DannyB (profile) says:

Costly system?

Continuing to play the other side for a moment . . .

If an automated system can automatically detect copyright infringement, then it is the copyright owners’ job to use such an economical system to police its own works. It’s not everyone else’s job to police your copyrights.

If it is indeed possible (and it is not) to know what is and is not infringement (even major copyright holders can’t even tell when a copyright work online is their own effort or an infringement) then that further supports the notion that the copyright holders should identify what is and is not infringing.

Finally, if there are to be severe penalties for infringement, there should also be severe penalties for false takedown requests. No due process is necessary. There should be absolutely no way whatsoever for the issuer of a false takedown request to defend themselves — even if they might have a legitimate defense.

Anonymous Coward says:

“In the main proceedings, the injunction requiring the installation of a filtering system would involve monitoring all or most of the information stored by the hosting service provider concerned”
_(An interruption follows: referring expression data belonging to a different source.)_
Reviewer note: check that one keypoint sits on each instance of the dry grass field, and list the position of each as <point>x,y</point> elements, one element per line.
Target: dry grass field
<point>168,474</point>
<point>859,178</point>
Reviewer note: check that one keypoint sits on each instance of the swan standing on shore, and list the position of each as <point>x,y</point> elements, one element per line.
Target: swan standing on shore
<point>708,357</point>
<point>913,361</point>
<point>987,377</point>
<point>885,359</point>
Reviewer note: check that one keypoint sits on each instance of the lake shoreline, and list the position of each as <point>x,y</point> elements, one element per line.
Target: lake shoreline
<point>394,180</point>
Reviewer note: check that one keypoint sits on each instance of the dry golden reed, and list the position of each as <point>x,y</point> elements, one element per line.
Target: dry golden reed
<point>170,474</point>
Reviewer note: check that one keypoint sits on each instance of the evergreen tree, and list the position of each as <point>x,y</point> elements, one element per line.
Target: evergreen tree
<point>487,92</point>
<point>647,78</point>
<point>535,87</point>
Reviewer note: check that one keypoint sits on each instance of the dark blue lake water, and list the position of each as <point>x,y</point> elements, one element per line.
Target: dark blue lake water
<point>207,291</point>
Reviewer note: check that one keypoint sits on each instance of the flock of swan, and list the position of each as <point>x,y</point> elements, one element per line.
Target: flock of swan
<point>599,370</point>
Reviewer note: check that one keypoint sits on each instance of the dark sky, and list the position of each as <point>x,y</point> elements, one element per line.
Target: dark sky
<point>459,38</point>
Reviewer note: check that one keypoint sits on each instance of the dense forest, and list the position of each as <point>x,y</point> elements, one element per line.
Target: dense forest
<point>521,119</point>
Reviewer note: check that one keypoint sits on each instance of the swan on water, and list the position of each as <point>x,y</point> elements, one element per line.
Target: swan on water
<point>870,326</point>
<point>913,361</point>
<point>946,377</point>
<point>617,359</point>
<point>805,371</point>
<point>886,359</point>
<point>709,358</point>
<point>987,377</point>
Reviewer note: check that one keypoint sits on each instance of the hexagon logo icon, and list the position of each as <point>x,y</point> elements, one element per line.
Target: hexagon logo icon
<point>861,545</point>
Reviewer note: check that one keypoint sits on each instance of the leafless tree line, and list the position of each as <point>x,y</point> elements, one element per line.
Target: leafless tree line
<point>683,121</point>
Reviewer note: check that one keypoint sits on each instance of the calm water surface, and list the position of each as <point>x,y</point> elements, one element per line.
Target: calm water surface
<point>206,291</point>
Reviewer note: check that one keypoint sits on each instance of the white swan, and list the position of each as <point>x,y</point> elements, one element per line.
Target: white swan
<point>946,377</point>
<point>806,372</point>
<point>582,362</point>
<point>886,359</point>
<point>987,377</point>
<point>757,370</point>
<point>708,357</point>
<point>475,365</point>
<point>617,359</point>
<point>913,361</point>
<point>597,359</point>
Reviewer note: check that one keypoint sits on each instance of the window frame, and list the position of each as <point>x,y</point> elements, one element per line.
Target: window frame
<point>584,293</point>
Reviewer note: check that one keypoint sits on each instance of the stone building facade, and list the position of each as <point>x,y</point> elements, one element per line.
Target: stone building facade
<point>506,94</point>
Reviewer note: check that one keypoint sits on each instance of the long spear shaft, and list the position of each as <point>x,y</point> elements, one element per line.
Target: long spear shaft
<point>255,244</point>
Corrupt Gov officials are in it for the bribes, the rest are thinking this will be a nice tool, to give us more control in the future

USA government, 1 year from know
“We are reprimanding this tool, to ferret out traitors in our population, we will not stand for any false(true) slurs(facts) on the US government”

Their response to the uproar
“If it was ok for copyrights, then its more then enough for local terrorism(free speech)

Violated (profile) says:

Re:

I have never seen the Digital Economy Act as a scheme that will ever be successful. The DEA was debated by the ignorant, passed by the absent and being implemented by the unwilling.

The scheme is going to cost so much that only the richest rights owners will be able to afford it. Not to forget “innocent until proven guilty” turns into “guilty with every innocent excuse stripped down to the bare minimum”.

Then it comes under attack many times when it comes to any thought of public rights. Even within Government different departments are opposed about what to do. Then today the European Court of Justice makes clear that public rights should always come before copyright enforcement.

Considering the SOPA, PIPA and ACTA protests then UK Government are playing with fire. They had better hope that the UK population do not get annoyed and strike back.

Their best option is to just dig a big hole and bury the DEA in it, walk away whistling, then pretend it never happened.

Anonymous Coward says:

Burden of policing is on copyright holders themselves

Correct. Power and responsibility should always go together. Only the copyright owners have the power to decide whether something is infringing or not. Therefore they should not be allowed to push the responsibility off to anybody else. All this stuff trying to get service providers to decide infringement is an attempt to saddle them with responsibility without them having the power.

Authority and responsibility must be equal — else a balancing takes place as surely as current flows between points of unequal potential. To permit irresponsible authority is to sow disaster; to hold a man responsible for anything he does not control is to behave with blind idiocy. — Robert A. Heinlen, “Starship Troopers”

Nele says:

Same SABAM to be charged with fraud, abuse of trust, and not properly distributing the money it collects on behalf on authors

By the way, SABAM was also just told it will have to defend itself in a Belgian court over charges of fraud, abuse of trust of its members, and shrinking the pool of collected money that it was supposed to distribute to the creators it claims to represent through “indefensible payments to board members and an extra-legal pension fund”.